Invasion of indigenous lands by illegal miners, predatory logging, increased burning and escalating violence against small farmers, environmentalists, landless, quilombola and indigenous leadership are on the agenda under a government of fascist politics. And it is in this environment that the controversy between the Brazilian government and the international community explodes, with the French government at the head, around the burning of the Amazon and global warming.
Invasion of indigenous lands by illegal miners, predatory logging, increased burning and escalating violence against small farmers, environmentalists, landless, quilombola and indigenous leadership are on the agenda under a government of fascist politics. And it is in this environment that the controversy between the Brazilian government and the international community explodes, with the French government at the head, around the burning of the Amazon and global warming.A multiple discursive proliferation sets in motion ancient keys that invent the Amazon. Lung of the world, climate crisis, deforestation, burning, internationalization, sovereignty, nation, planet, form the discursive mass that gives content to heated debates. However, without a reflection on the sociological conditions in which these discourses are produced, what interests underlie them, as expressed by the current dynamics of capital accumulation, expansion, and circulation, the debate does not advance, it is reduced to ideological exercises of limited scope. , typical of a post-truth environment in which facts, rigorous analysis of data, succumb to opinion.
Capital as a fundamental factor of the environmental crisis
A condition for a rigorous analysis of the issue at hand is to take as a methodological starting point the observation of the fundamental ontological condition: capital is in modern life the main factor of changes in the dynamics of nature that result in the environmental crisis, global warming. This means that the world of commodities puts pressure on the natural world on a scale that irreversibly degrades natural resources, biodiversity stocks and the objective reproduction of social being.
This condition deepens with the technical-scientific revolutions. Ricardo Antunes, in his book The Privilege of Servitude: The New Proletariat of Services in the Digital Age (2018), points out that in the universe of online, digital work, in the production of mobile phones, there is an effective destructive exploitation of workers and workers. of nature in China’s coal mines: “accidents, contamination, devastation of the productive body, deaths, all occur in the society of those who thought that information technology would eliminate mutilating work” (ANTUNES, 2018, p. 20).

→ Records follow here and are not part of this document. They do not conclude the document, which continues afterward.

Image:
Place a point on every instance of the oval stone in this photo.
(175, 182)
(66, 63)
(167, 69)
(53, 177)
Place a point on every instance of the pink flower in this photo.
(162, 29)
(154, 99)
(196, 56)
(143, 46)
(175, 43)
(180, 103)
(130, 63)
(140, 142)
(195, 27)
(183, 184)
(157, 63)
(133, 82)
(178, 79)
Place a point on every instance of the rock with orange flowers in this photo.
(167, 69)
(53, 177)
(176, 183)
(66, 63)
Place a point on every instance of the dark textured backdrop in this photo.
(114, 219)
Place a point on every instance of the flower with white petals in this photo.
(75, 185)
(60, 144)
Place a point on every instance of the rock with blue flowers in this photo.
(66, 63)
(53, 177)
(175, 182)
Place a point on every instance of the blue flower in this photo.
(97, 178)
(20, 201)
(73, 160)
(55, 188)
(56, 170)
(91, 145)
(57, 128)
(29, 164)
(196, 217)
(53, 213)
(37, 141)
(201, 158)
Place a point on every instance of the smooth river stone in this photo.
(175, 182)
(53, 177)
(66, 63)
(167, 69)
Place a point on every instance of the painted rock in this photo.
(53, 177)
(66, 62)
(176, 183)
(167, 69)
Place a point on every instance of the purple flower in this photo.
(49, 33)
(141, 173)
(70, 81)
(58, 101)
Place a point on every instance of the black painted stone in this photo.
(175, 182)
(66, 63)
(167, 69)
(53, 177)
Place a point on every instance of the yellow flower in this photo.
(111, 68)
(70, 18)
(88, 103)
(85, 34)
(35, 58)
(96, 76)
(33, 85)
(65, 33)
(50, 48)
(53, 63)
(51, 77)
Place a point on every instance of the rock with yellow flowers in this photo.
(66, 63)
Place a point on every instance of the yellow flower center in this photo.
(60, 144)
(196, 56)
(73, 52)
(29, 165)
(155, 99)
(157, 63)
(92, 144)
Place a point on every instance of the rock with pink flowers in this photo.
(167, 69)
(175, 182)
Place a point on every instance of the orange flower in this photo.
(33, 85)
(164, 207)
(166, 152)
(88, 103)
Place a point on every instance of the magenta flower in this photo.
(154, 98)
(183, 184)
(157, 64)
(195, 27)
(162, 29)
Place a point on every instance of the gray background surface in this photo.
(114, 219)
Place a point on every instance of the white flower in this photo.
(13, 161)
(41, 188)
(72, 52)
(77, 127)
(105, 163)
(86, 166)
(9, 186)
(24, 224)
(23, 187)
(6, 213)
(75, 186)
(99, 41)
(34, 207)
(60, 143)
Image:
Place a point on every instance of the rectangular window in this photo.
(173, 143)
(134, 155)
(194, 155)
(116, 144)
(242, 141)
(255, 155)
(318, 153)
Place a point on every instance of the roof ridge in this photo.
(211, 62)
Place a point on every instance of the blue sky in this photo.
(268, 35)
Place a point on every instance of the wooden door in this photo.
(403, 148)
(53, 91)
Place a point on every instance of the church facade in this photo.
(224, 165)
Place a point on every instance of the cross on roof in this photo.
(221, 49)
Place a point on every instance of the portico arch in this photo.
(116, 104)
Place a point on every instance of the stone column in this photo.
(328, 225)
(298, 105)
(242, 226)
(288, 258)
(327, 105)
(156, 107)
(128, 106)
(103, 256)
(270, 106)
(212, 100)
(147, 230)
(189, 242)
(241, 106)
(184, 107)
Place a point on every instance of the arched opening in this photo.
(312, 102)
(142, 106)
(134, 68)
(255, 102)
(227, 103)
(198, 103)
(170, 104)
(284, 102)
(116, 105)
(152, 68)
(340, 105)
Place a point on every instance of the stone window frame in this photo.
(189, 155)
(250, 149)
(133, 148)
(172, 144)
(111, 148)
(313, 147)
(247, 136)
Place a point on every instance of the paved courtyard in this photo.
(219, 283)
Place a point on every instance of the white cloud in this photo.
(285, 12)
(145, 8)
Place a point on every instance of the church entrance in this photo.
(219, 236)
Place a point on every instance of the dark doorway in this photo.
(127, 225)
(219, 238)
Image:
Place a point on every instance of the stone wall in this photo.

Capital is thus the main agent of production of man’s estrangement from the natural environment and his own nature. Therefore, the challenge to think critically is to point out the limits of the discursive keys around climate change and the burning in the Amazon produced by the political leaders of the European Union and the reactionary political group that governs Brazil. of the interests of capital. There is, therefore, no way out on a capitalist path, since it cannot promote the emancipation of the social being and establish relationships that do not degrade ecological systems.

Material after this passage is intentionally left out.